Beulah Perry
Beulah Perry was born on January 28, 1891 and was raised in the Piedmont region of South Carolina, at the base of the mountains. Beulah Perry’s childhood experiences differ from many women raised in the Appalachians. Her parents worked as sharecroppers on land where their ancestors were enslaved. She shared oral histories of slavery in the South, as told to her by her maternal grandfather. Beulah married in 1915 just before her 18th birthday. She did have several children, but none survived to adulthood. Beulah moved all over the country, following jobs and family, but Clayton, Georgia, was her favorite place: “This is the best and most beautiful part of the country to me, here in the mountains.” She was an active member of Ivy Hill Baptist Church, where she was a member of the choir.
I grew up in the country in Anderson County [South Carolina], about ten to twelve miles from Anderson.
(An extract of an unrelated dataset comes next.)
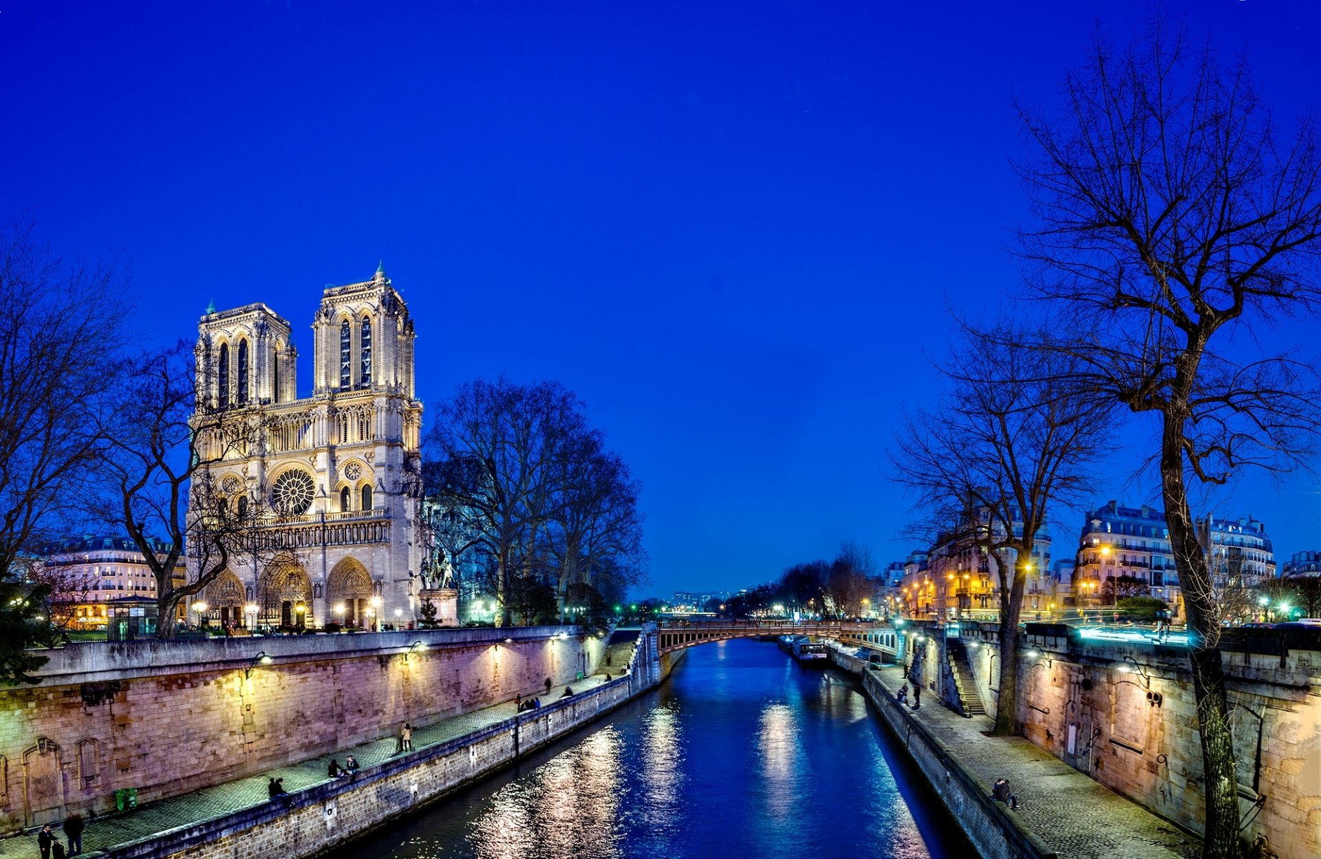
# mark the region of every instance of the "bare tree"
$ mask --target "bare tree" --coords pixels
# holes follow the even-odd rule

I married in 1915. I guess I must have been about thirteen or fourteen [when we started dating]. We’d sit around at home, read the Bible, talk about things done at church, things like that. It had to be a real quiet date. There wasn’t much to be done—just sit talking and playing. You know, we played like other children do, but not too loud and rough. They were strict about who we dated. Most of the time when we were old enough to date, it would be on Sunday, not any other day. I think we called it courting.
I guess it was pretty rough [when I first got married]. People now might think it was bad, but we were used to living on a farm and eating things we raised on the farm. We were taught to raise chickens, hogs, and cows, and that’s just the way we started out.
The white people that raised my husband gave him a little spot of land. It had one little house on it and they gave that to him and we lived in it. You could lay down at night and look through the loft and see the stars. I remember one night it snowed and the snow had come through those cracks and the bed and the floor were covered with snow. I waked up my husband and said, “It’s rained in here.” He made a light and looked, and everywhere in that room—even our bed—had just a little white coat of snow. It had come in the cracks overhead. It was fun to us. We got up and put some sheets up by the side of the walls to keep the snow from coming in. Well, it didn’t keep it out but it didn’t go all over the house. We did things like that and it was fun to us. I married just before my eighteenth birthday. I married the fifteenth of January, and the twenty-eighth was my birthday.